Translation (keeping HTML format, no code blocks, single line): The reason I created an EA after burning through my margin with emotional trading
“When I lose, I get angry.” “In trying to recover losses, I fall deeper.” — That was me when I traded discretionary. In this article, I share my experience of being ruled by emotions, repeatedly hitting stop-outs, and how I moved from that to developing an EA.
When I started discretionary trading, I believed in my own “judgment.” I read charts, analyzed news, and timed my entries. I thought that was “trading.”
In reality, the more unrealized loss grows, the harder it is to look away from the screen. Fear of realizing losses makes me hold on to positions. Then one day, an impulsive thought crossed my mind: “If I enter once more, I can recover.”
This is the entrance to emotional trading.
I repeated this cycle many times. With each loss I thought, “Next time for sure,” and every time I hoped for a reversal, losses grew bigger. It wasn’t a matter of my personality or a flawed method. It wasn’t either; it wasn’t until I realized that “trading with emotions” was the fundamental problem that it took a long time to accept.
When I developed Shoukin-ryu and did live streaming to demonstrate it working before release, stop-outs still occurred.
The version at that time had loose entry conditions with RSI threshold set at 14.3. Looser conditions meant more entries. Positions piled up, unrealized losses surged, and eventually margin nearly disappeared.
This is about the EA, but the essence is the same as emotional trading. “Looser conditions = desire to enter more” was reflected in the design.
Entries overlap → too many positions
Too many positions → unrealized losses explode → stop-out
After experiencing that stop-out, I fundamentally re-examined the EA’s design. Designing to chase profits is not as effective as designing to avoid losses in the long run. That is the core philosophy of Shoukin-ryu (v16) today.
The reason I started building an EA was because I could no longer trust my own emotions.
discretionary trading has “freedom to judge.” That freedom is both its charm and its trap. Freedom means there is room for emotions to interfere. When deciding whether to hold a losing position or cut it, humans inject emotion.
EA has no such freedom. It decides entry, exit, settlement all by code. The code does not fear, nor does it become stubborn. It does not chase to recover losses.
Impulsive entries after losses
Breaks of own rules
Fatigue and anxiety distort judgment
Inconsistency
Moves calmly even after losses
Design that cannot break rules
No fatigue or anxiety
Keeps consistent rules
I didn’t create EA just to make money. I was tired of being dragged around by my emotions. Since I started running EAs, my view of the market changed. It’s less about win or loss and more about whether the system is operating as designed.
Today, what I do every day is simple.
2. Record number of positions, unrealized losses, and equity maintenance
3. Compile a daily report
4. Leave it to the EA
I hardly think about “how to make profits.” Instead, I just confirm whether the EA is operating as designed and whether risk management is sound.

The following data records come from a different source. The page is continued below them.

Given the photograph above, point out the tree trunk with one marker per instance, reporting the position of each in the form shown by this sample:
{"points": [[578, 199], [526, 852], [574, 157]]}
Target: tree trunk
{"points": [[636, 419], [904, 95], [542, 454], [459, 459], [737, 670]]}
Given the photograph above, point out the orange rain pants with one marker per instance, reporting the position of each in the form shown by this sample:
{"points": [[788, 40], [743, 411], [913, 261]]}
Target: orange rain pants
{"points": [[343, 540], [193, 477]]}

Even if unrealized losses grow to 300k or 500k, I don’t panic as before. Not because I trust the EA’s results, but because I built a structure that forbids adding to positions or exiting on emotion.

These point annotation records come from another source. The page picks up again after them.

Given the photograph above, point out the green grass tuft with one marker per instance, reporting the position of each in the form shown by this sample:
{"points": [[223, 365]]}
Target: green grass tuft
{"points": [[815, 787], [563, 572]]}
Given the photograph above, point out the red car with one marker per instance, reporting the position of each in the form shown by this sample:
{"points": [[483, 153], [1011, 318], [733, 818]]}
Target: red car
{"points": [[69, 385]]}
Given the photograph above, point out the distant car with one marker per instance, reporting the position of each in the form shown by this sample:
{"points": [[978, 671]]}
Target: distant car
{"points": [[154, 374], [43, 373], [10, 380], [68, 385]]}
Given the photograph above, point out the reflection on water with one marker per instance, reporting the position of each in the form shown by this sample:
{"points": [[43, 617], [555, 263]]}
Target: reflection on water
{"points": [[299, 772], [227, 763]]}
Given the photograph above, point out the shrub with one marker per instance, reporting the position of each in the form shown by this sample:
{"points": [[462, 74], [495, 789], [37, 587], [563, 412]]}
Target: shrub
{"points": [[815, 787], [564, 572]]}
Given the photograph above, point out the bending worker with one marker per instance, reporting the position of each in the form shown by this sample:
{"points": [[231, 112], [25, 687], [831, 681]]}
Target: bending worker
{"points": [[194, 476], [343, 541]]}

For those suffering from emotional trading, I don’t tell you to “train your mind.” I believe the only solution is to build a system that emotions cannot infiltrate.

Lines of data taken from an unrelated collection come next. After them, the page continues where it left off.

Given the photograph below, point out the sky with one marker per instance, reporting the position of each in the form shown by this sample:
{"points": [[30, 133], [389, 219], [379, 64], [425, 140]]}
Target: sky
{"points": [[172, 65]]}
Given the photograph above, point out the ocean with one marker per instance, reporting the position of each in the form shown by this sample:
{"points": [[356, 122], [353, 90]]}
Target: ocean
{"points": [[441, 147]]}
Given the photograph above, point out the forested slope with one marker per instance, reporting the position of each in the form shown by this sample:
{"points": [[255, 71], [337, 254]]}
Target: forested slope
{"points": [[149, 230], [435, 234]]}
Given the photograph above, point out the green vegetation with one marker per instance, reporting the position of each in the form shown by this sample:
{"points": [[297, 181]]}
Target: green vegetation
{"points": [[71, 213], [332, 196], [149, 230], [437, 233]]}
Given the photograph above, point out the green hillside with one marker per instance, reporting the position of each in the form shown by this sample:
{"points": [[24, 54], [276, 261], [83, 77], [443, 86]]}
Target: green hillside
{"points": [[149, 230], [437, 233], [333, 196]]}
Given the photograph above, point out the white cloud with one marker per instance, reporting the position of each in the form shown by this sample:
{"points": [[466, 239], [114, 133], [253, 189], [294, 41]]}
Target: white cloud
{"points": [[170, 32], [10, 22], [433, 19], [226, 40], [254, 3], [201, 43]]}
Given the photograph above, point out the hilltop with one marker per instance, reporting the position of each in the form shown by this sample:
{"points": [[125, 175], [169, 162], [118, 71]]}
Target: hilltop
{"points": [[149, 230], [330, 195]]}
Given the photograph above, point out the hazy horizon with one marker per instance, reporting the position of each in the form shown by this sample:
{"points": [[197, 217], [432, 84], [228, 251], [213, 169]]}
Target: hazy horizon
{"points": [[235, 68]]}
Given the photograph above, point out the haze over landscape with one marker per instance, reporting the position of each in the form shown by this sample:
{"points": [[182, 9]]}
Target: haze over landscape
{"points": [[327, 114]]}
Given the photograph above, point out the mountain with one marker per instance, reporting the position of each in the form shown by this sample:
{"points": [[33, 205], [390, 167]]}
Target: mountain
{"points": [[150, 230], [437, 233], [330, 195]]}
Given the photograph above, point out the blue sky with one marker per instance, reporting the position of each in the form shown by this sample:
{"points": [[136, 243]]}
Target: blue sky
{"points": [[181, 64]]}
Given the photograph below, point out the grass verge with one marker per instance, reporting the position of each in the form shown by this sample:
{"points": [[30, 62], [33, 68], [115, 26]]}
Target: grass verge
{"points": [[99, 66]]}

・A temperament that gets angry when losing is worst suited for discretionary trading
・EA creates a framework that eliminates emotional intrusion
・Experiencing stop-outs helped establish stringent design standards
・If you can build a system that excludes emotions, your approach to the market changes
This article is for information purposes only and is not investment solicitation. The performance results published are past performances and do not guarantee future profits. FX/CFD trading involves risks. Please make your own investment decisions.